Defensive design is like defensive driving brought to the Web. The same way drivers must always be on the lookout for slick roads, reckless drivers, and other dangerous scenarios, site builders must constantly search for trouble spots that cause visitors confusion and frustration. Good site defense can make or break the customer experience.
In these pages, you’ll see hundreds of real-world examples from companies like Amazon, Google, and Yahoo that show the right (and wrong) ways to get defensive. You’ll learn 40 guidelines to prevent errors and rescue customers if a breakdown occurs. You’ll also explore how to evaluate your own site’s defensive design and improve it over the long term.

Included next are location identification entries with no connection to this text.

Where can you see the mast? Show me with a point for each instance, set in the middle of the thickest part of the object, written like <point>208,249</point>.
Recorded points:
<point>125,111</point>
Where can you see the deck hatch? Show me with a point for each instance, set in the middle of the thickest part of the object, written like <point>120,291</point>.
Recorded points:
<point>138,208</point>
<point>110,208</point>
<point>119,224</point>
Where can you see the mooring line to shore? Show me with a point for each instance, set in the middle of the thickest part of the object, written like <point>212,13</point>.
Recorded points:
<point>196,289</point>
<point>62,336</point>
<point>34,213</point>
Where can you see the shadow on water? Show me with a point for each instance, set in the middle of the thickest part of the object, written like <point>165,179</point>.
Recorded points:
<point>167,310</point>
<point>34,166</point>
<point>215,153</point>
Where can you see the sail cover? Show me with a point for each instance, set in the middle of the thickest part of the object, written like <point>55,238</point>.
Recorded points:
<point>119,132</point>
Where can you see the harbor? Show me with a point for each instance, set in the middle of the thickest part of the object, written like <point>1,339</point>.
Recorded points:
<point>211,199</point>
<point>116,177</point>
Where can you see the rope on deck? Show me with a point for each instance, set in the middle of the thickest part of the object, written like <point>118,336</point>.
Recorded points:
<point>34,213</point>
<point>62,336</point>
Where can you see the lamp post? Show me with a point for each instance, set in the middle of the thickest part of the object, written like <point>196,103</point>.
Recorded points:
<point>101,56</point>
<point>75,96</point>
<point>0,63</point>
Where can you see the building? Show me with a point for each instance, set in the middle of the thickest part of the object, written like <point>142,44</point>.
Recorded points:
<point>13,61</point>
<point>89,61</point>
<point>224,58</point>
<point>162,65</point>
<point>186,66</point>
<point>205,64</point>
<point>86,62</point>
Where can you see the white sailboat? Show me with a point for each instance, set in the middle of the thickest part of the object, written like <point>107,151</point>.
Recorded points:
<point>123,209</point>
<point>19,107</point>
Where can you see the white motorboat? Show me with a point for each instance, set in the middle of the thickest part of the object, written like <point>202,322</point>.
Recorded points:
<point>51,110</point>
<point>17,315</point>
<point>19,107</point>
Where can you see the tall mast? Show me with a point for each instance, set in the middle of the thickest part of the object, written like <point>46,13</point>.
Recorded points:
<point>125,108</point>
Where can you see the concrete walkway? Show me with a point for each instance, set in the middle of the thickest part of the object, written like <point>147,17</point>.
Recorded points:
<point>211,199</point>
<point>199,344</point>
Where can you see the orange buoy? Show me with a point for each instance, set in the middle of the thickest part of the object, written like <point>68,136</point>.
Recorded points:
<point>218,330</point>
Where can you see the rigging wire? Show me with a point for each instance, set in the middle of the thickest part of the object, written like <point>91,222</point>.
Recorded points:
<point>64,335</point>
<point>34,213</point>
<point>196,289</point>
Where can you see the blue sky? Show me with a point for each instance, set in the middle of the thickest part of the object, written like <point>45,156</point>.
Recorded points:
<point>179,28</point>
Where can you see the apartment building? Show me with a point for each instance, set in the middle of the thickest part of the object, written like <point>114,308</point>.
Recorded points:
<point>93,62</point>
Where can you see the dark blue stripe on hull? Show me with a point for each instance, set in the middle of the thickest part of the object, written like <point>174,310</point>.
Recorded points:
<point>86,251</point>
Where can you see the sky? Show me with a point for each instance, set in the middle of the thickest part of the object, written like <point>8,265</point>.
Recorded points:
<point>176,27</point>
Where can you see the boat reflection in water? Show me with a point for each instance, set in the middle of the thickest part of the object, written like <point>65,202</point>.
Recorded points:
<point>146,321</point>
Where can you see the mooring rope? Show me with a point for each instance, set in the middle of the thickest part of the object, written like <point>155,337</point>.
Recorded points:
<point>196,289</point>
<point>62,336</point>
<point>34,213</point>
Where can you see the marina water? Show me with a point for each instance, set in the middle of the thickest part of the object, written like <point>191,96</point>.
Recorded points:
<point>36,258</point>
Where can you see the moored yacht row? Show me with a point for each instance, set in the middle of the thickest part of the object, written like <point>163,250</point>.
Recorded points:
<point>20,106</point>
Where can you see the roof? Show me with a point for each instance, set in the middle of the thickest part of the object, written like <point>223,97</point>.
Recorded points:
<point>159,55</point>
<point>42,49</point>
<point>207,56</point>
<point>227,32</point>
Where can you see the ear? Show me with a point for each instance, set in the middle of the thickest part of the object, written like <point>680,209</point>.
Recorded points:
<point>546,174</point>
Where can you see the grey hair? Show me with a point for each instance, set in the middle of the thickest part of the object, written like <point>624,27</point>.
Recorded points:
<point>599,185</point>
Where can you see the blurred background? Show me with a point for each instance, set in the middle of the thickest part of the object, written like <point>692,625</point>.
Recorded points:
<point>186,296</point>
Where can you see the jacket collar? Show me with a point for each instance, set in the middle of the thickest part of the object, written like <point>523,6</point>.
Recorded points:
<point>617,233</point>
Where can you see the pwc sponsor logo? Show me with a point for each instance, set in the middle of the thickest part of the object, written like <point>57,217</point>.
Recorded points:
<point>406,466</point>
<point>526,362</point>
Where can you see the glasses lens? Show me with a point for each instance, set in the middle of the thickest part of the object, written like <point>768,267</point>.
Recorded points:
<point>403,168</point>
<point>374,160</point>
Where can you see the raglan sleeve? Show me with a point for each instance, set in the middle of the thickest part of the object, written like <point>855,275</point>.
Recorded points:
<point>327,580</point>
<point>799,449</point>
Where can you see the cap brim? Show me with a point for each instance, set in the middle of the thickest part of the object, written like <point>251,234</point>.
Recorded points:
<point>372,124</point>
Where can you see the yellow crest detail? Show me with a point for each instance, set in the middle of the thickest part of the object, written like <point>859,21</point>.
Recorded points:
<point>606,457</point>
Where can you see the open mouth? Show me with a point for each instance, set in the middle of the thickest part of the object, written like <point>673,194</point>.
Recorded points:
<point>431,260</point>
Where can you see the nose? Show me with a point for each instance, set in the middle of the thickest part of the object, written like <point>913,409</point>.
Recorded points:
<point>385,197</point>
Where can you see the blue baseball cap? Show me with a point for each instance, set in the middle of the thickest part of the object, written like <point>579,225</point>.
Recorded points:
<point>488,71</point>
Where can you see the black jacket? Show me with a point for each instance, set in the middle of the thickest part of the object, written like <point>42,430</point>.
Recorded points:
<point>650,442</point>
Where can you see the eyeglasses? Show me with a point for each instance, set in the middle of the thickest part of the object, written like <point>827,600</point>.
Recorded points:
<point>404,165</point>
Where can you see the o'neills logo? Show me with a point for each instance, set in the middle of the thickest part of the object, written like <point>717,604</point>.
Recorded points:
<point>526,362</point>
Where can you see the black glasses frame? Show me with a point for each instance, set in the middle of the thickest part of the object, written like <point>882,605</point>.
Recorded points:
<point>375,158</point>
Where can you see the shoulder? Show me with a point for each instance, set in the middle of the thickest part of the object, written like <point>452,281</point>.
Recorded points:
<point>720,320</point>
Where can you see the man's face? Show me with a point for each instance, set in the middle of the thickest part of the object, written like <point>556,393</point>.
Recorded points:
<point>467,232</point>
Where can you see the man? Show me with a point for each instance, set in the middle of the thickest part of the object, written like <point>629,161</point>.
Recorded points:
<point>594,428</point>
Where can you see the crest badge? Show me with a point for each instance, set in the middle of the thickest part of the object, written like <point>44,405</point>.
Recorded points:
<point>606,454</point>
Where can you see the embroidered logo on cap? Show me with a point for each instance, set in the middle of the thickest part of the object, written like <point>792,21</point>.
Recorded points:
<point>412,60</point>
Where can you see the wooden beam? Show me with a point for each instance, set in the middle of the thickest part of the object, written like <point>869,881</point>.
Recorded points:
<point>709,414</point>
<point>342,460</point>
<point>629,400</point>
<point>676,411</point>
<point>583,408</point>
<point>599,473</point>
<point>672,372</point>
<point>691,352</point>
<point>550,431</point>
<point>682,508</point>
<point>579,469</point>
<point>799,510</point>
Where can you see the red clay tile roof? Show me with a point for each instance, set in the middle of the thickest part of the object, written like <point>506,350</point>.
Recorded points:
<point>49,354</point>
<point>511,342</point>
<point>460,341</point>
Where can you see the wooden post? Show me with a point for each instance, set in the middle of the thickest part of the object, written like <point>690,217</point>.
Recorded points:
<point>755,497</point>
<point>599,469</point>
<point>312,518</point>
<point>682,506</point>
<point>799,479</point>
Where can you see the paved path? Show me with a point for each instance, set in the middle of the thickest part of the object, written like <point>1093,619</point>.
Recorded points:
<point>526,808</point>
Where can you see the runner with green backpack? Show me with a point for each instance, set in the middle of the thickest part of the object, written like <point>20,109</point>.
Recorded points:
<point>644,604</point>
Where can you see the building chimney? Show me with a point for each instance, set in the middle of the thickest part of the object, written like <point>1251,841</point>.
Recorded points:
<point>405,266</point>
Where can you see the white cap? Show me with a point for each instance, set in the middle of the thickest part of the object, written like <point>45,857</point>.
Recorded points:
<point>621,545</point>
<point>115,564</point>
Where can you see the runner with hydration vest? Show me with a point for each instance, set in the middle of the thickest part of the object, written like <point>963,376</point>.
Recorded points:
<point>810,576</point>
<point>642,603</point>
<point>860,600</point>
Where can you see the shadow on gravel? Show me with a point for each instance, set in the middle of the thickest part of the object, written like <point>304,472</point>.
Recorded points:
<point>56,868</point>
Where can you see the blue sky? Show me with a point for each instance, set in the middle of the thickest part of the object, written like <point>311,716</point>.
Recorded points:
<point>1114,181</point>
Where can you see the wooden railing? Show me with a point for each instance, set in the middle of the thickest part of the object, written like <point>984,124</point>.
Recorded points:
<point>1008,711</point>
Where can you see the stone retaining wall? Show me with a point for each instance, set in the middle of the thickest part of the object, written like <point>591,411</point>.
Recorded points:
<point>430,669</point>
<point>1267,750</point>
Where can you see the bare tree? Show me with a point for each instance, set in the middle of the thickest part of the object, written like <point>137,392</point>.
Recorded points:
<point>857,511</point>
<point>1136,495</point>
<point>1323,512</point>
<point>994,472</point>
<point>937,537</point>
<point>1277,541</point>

This book is a must read for designers, programmers, copywriters, and any other site decision-makers who want to increase usability and customer satisfaction.
Chicago-based 37signals is a team of web design and usability specialists dedicated to simple, and usable, customer-focused design. 37signals popularized the concept of contingency/defensive design in various articles and white papers and via the web site DesignNotFound.com. The team also has conducted workshops and presentations on the topic for a variety of conferences and companies.
37signals clients include Microsoft, Qwest, Monster.com, Clear Channel, Panera Bread, Meetup, Performance Bike, and Transportation.com. Work has been featured in the New York Times, Sports Illustrated, Washington Post, on CNN, and in numerous other publications. Team members have appeared as featured speakers at AIGA Risk/Reward, Activ8, South By Southwest, HOW Design Conference, ForUse, and other conferences. Additional information can be found at www.37signals.com.
This book is authored by Matthew Linderman with Jason Fried. Other members of the 37signals team include Ryan Singer and Scott Upton.